The problem was most of the approaches were just plain boring. I often got the standard 10 x 13 envelope, which housed the ho-hum 9 x 12 two pocket folder with the obligatory business card slotted on the left inside pocket. There would be a cover letter and couple of fact sheets and some sample ads thrown in for show. Other mailers were your typical slim-jim trifold mailer or in most cases, the good old 5 x 8 postcard. Yes, some were slicker and better done than others, but I soon came to the realization of just what I was witnessing. That being, I had a birdseye view on a daily basis to see new business marketing as one vast onion field. But every once in awhile a rose would appear in the onion field.

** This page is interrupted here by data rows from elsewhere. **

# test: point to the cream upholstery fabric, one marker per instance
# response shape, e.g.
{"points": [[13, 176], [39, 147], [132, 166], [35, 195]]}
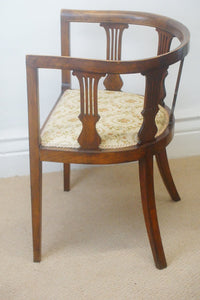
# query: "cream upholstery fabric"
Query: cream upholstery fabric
{"points": [[118, 126]]}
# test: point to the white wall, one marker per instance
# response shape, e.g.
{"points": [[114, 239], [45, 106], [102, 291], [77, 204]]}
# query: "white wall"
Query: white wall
{"points": [[33, 27]]}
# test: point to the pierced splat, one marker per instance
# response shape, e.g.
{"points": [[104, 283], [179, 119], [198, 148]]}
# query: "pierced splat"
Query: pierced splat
{"points": [[114, 33], [154, 81], [89, 138]]}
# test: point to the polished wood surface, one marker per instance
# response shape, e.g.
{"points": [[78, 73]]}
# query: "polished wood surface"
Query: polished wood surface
{"points": [[88, 72]]}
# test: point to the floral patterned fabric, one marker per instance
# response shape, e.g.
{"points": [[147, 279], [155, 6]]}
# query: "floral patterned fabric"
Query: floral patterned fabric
{"points": [[120, 120]]}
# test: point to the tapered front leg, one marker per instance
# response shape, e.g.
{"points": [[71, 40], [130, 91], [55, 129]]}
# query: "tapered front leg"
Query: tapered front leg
{"points": [[36, 201], [66, 174], [149, 210], [166, 175]]}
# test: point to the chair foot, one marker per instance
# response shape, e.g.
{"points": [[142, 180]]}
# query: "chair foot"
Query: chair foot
{"points": [[149, 210], [166, 175], [66, 173], [36, 201]]}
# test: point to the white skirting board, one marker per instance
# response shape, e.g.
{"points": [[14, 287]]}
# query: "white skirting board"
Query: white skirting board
{"points": [[14, 156]]}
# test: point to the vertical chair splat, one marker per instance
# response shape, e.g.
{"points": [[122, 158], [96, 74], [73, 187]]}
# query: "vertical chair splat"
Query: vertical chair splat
{"points": [[114, 33], [164, 43], [89, 137], [154, 80]]}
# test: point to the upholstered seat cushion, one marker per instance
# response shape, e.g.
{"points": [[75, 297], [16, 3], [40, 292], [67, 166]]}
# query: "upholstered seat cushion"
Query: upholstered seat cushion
{"points": [[120, 120]]}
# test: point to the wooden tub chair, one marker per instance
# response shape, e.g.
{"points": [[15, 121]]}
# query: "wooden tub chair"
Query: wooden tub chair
{"points": [[92, 126]]}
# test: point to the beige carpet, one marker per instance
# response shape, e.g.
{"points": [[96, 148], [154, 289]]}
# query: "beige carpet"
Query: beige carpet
{"points": [[95, 244]]}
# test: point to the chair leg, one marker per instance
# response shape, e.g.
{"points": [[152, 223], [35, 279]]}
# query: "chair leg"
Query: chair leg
{"points": [[66, 171], [149, 210], [166, 175], [36, 201]]}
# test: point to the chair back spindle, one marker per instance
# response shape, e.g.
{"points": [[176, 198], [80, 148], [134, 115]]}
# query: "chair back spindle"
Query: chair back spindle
{"points": [[114, 33], [89, 138]]}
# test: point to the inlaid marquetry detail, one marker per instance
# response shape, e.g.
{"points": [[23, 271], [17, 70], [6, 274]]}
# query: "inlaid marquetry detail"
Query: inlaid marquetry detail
{"points": [[89, 137], [154, 82], [114, 33]]}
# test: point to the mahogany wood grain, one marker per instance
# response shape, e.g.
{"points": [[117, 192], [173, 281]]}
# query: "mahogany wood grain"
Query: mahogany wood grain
{"points": [[35, 162], [164, 169], [88, 72], [66, 171], [149, 209]]}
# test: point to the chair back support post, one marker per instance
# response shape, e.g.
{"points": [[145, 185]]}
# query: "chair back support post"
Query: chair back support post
{"points": [[33, 106], [65, 51], [176, 89], [164, 43]]}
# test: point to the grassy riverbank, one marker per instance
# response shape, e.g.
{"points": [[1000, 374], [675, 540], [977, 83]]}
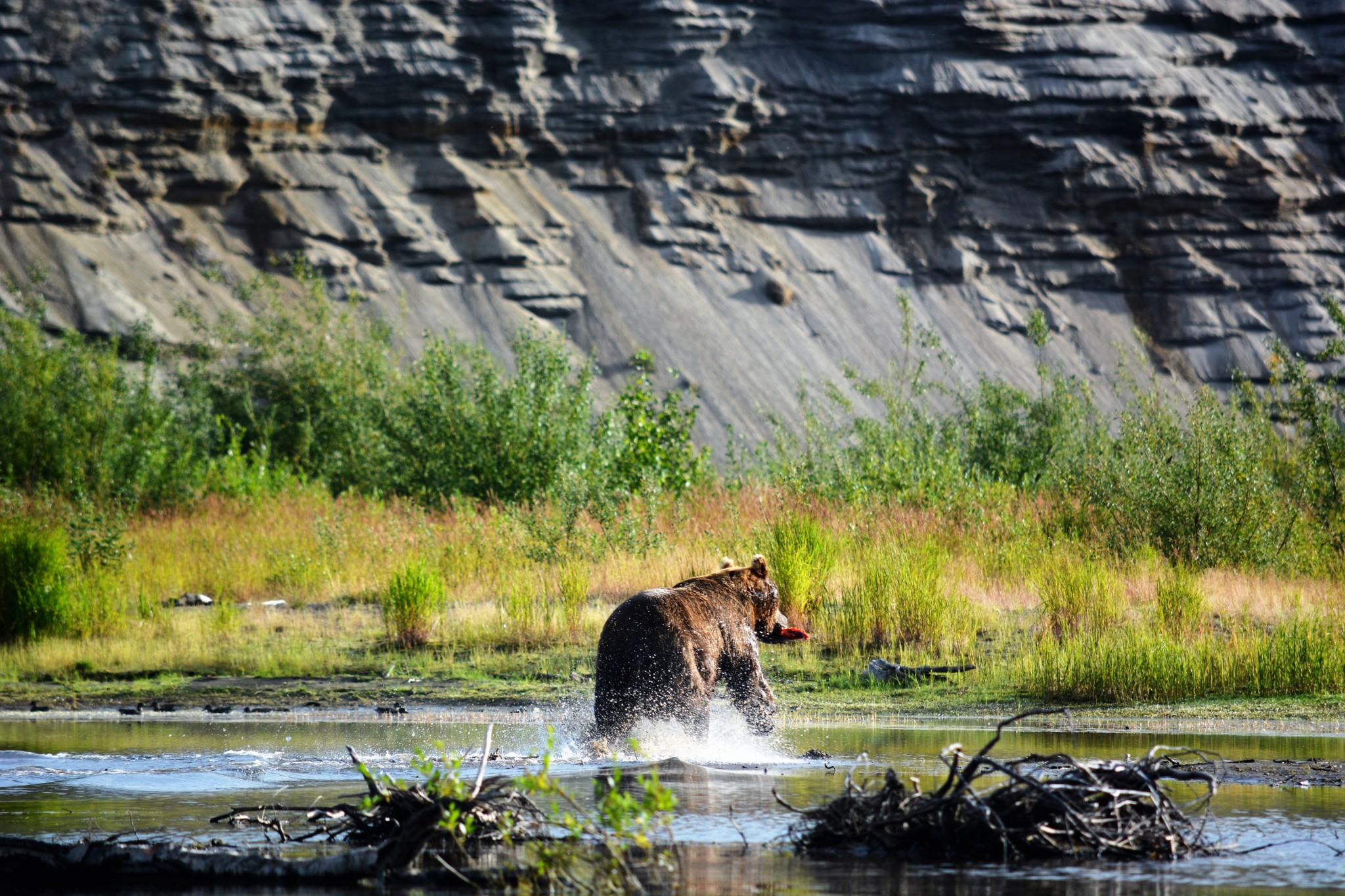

There was one particular company that would send me something unusual every month. It was always a “dimensional” mailer and for the lack of a better word, it was cool. It usually came mailed in a perfectly square small black corrugated box. One time it was an ornate Japanese tea cup with a haiku poem affixed as a tag to the handle. Another time it was a mini hardcover novel personalized with me as the author. And most of all, each mailing was more beautifully designed than the other. Whenever I got one of these gems, I would run down the hall and show everyone from the receptionist to the mailroom guy.
OK, I’m sure you’re saying, “Well, they must have paid a fortune to send stuff like that. Who can afford that?” Instead, what you should ask yourself is, can I afford to send something less memorable? Here’s what I can tell you about the above example. For six months, I forever mentioned and championed this company to my superiors as an agency we needed to utilize.
And mind you, this was no small prize, we had large advertising and marketing budgets. To take it a step further, I didn’t know these guys from Adam other than receiving their innovative mailings, and they were in St. Louis and we were in New Jersey! I eventually got them in the door and they didn’t disappoint. Their work for our company was just as fresh and exciting as their mailers. And you know what? They made me, the marketing executive they targeted, look good for recommending them. It taught me one of the golden rules of agency to business marketing. It’s really very simple: make the contact, whoever that might be, such as a secretary, look good. Impress them and make them look innovative to the powers that be, and you’ll be well on your way to landing the plum projects and lucrative accounts for every level of company.
When I did start my own company, I never forgot this valuable schooling in Marketing 101. When you begin to look at things from another angle, or another dimension so to speak, you see new opportunities to really stand out in a crowded marketplace. So I knew that dimensional design would be, and has become, a very key component in my own company’s success.
Just the other day, I was in the office of a long time client and noticed a dimensional box invitation my company had designed for him over five years ago, sitting prominently on his shelf. I had even forgotten about this piece and I asked him what his affection to it was. He said, “It’s still the best conversation piece in my office. Whenever anyone walks in here, they usually ask what it is, and a heartwarming, funny story ensues.”
Still think dimensional and unconventional advertising and marketing is too expensive? I usually explain it to my clients like this, “think of it as cost per customer, not cost per piece.” And remember that one customer piece that I mentioned above now has a shelf life of over sixty months and is still going strong. Can you really put a dollar value on all the goodwill that has bought me with my long time client?